On Tue, 2008-06-24 at 19:42 +0100, Sjoerd Simons wrote:
> Hi,
> 
>  I'm currently working on adding support for the olpc mesh device to NM 0.7.

I feel sorry for you :)  In some ways 0.7 has made it a lot better for
you (concurrent device support) and in other ways it's made it a bit
harder (more encapsulation of devices due to a well-thought-out object
model).

>  From what i understand from David Woodhouse we should be able to really use
>  it as two seperated devices these days (with the obvious constraint that it
>  shares the radio ofcourse). Some testing shows that i can indeed use the mesh
>  while the eth0 is completely unconfigured.
> 
>  Now when configuring the msh0 device NM 0.6 does the following:
>    0. Set eth0 in ad-hoc mode
>    1. Set eth0's essid to olpc-mesh
>    2. Wait for an association event on eth0
>    3. Continue with ip configuration.

It was done on eth0 because at the time it was implemented, common
attributes were defined to be set on ethX and were removed from mshX
entirely.  Due to discussions late last year, they got added back to the
mshX interfaces, but there was no functional break and thus no need to
update NM.

You can now set the parameters directly on the mshX device.

>  Which makes me wonder about the following things:
>    * Why is the eth0 device set in ad-hoc mode?

See above.  Should need this any more, the mesh device should be set
adhoc now instead.

>    * In what way is the olpc-mesh essid special for eth0?

It's not, but setting an SSID is the way in WEXT that you say "do this
all for me".  So the card will technically not be set up how you want it
until you set the SSID.  You can simply set the SSID on the mesh
interface now and not on the eth interface.

>    * What's the actual meaning of the association event on eth0 for the msh0
>      and why should we wait on it.
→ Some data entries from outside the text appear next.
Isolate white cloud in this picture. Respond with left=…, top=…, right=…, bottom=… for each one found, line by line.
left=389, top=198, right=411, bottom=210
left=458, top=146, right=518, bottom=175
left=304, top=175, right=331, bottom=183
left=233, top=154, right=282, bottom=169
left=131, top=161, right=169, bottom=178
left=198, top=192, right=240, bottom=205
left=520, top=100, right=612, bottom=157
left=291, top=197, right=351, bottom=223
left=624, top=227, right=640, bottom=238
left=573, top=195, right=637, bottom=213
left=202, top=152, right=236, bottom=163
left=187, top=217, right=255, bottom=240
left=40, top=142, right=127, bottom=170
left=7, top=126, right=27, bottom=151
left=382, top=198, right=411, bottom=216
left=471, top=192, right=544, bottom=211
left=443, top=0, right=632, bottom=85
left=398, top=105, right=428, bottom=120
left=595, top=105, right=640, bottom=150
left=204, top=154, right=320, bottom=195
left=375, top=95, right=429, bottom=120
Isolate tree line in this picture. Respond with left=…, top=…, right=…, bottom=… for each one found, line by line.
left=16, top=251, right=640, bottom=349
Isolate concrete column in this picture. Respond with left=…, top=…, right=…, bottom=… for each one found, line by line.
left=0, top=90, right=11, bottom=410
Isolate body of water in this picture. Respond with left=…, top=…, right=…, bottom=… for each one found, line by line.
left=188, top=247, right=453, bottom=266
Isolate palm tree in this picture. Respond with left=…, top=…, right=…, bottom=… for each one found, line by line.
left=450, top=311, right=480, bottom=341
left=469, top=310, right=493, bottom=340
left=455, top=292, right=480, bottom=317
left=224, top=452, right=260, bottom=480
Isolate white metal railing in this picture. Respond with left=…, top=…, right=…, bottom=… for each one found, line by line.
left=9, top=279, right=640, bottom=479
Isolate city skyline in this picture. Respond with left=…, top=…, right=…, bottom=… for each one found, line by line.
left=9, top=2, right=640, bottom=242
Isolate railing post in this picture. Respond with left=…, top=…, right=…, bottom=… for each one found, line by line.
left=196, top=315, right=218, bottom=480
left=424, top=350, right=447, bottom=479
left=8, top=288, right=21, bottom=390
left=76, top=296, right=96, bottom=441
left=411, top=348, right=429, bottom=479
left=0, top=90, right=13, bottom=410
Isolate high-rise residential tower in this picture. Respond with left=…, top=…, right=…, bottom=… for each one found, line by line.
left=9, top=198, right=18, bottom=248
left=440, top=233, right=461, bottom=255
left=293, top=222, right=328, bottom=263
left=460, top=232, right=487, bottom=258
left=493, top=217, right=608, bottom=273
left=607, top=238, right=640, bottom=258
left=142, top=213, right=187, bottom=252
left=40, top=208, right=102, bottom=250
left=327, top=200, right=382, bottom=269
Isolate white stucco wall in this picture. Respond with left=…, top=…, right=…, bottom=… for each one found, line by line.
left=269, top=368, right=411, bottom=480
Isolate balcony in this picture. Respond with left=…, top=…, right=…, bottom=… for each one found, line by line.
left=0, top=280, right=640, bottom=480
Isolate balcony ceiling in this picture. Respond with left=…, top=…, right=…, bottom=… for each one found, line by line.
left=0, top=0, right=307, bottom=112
And if it's important, why is this event on
>      eth0 instead of msh0 ?

You need to wait for the association event before going ahead with any
additional configuration, because that's the signal that the firmware
has joined the right IBSS and that it's set up to send and receive
traffic.  I don't know offhand if the firmware sends the association
event on the mesh interface these days; it used to, and it should, if
the SIOCSIWESSID command is done on the mesh interface.  If it doesn't
do this, then the driver should be changed to fix that and ensure that
commands sent to the mesh interface return events there and not on ethX.